With an insider's view, Bringing Justice to the People charts the evolution of the freedom-based public interest law movement's fight against such judicial activism, from the birth of the Pacific Legal Foundation on through the political and legal battles fought and won, including school choice, religious liberty, and racial preferences.
"In the area of property rights, pro-freedom legal organizations led by the Pacific Legal Foundation formulated the legal concept of “regulatory takings”, which states that government regulations that significantly restrict land use and lower land value constitute a “taking” just as much as does the government’s physical occupation of the land. The foundation’s concept won before the Supreme Court in Nollan v. California Coastal Commission in 1987 and again in Dolan v. City of Tigard in 1994. The foundation, along with other members of the pro-freedom public interest law movement, is resolved to continue defending the interests – and the constitutional rights – of private property owners.
In the area of school choice, pro-freedom litigators led by Clint Bolick of the Institute for Justice prevailed I the Supreme Court Zelman v. Simmons-Harris in 2002 with their argument that school choice was about education, not religion. The central issue, they argued, was using such things as school vouchers and tuition tax credits to provide educational opportunities for children, particularly in the inner cities, who urgently need them. When the Supreme Court agreed, Bolick said, “a constitutional cloud” was lifted from school choice, and minority and low-income parents celebrated."
Lee Edwards
As Distinguished Fellow in Conservative Thought, Lee Edwards, Ph.D., is Heritage's in-house authority on the U.S. conservative movement.
A leading historian of American conservatism, Edwards is the author or editor of 20 books, including biographies of Ronald Reagan, Barry Goldwater and Edwin Meese III as well as histories of The Heritage Foundation and the movement as a whole.

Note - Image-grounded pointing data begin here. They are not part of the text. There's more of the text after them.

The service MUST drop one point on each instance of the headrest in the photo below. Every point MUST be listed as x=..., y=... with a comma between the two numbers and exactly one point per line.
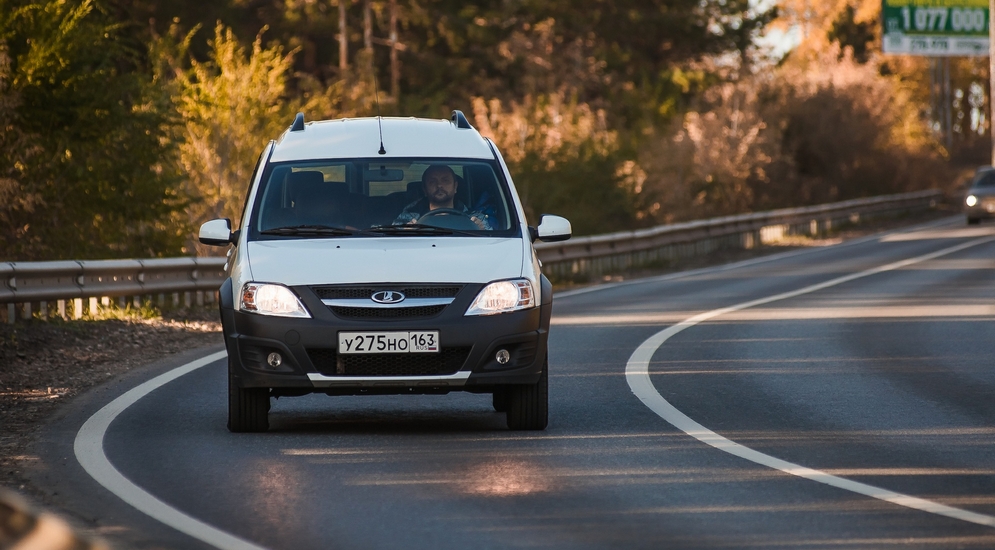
x=310, y=185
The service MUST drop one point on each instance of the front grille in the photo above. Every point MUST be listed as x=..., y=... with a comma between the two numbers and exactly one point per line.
x=446, y=362
x=387, y=312
x=345, y=292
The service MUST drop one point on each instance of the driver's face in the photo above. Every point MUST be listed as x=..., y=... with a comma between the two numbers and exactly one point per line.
x=440, y=188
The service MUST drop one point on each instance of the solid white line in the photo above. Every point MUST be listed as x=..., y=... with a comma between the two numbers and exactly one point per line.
x=637, y=374
x=89, y=448
x=753, y=261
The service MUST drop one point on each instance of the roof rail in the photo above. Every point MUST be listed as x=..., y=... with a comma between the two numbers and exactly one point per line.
x=459, y=120
x=298, y=125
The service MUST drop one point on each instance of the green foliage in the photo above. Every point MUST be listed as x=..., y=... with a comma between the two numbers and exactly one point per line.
x=229, y=106
x=849, y=33
x=88, y=174
x=564, y=159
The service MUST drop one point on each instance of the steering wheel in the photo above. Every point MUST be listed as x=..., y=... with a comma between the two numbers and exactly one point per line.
x=448, y=218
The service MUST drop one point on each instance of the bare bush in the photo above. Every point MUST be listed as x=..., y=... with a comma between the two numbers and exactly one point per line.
x=565, y=160
x=828, y=130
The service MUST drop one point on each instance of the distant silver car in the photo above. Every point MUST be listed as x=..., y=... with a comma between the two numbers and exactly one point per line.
x=980, y=200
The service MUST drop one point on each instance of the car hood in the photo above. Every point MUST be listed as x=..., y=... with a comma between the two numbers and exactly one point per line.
x=388, y=259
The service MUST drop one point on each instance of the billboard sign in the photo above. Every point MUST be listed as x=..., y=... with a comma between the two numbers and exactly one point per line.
x=938, y=28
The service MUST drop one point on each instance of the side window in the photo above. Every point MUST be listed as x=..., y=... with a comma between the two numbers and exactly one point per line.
x=252, y=180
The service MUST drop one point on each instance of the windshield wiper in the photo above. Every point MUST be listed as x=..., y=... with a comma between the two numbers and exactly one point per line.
x=417, y=229
x=324, y=230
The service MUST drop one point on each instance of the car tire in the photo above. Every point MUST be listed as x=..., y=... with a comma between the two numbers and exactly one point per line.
x=500, y=400
x=528, y=405
x=248, y=408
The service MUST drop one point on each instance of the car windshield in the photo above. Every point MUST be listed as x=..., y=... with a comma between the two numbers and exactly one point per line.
x=414, y=197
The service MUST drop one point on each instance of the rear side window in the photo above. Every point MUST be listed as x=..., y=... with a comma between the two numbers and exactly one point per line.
x=367, y=194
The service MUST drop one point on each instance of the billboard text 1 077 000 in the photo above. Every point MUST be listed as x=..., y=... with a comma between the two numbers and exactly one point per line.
x=935, y=27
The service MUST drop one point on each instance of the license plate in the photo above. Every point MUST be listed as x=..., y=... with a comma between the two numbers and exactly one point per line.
x=415, y=341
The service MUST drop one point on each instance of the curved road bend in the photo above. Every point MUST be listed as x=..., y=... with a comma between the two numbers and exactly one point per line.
x=884, y=380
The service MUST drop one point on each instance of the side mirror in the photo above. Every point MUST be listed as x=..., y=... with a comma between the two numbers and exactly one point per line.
x=553, y=229
x=216, y=232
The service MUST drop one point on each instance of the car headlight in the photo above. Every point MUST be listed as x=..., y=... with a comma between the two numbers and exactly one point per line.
x=502, y=297
x=270, y=299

Edwards also is chairman of the Victims of Communism Memorial Foundation, which dedicated the Victims of Communism Memorial in 2007 and launched the online Global Museum on Communism in 2009.
Edwards is an adjunct professor of politics at the Catholic University of America. He was the founding director of the Institute of Political Journalism at Georgetown University and a fellow at the Institute of Politics at the John F. Kennedy School of Government at Harvard University.
Edwards is a past president of the Philadelphia Society and a media fellow at the Hoover Institution.
His works have been translated into Chinese, Japanese, Swedish and French. His next book, a biography of William F. Buckley Jr., is due from ISI Books in spring 2010.
Edwards appears frequently on cable and broadcast outlets such as Fox News, CNN, Bloomberg, NBC, PBS, C-SPAN and NPR. He has been published in the Wall Street Journal, Los Angeles Times, Boston Globe, National Review, Human Events and American Spectator.
Among his awards and honors are the Millennium Star of Lithuania, the Cross of Terra Mariana of Estonia, the Friendship Medal of Diplomacy from the Republic of China (Taiwan), the John Ashbrook Award, the Reed Irvine Accuracy in Media Award and the Walter Judd Freedom Award.
Edwards earned a doctorate in world politics from the Catholic University of America. He has a bachelor of arts degree in English from Duke University and did graduate work at The Sorbonne, Paris. He received an honorary doctoral degree in humane letters from Grove City College.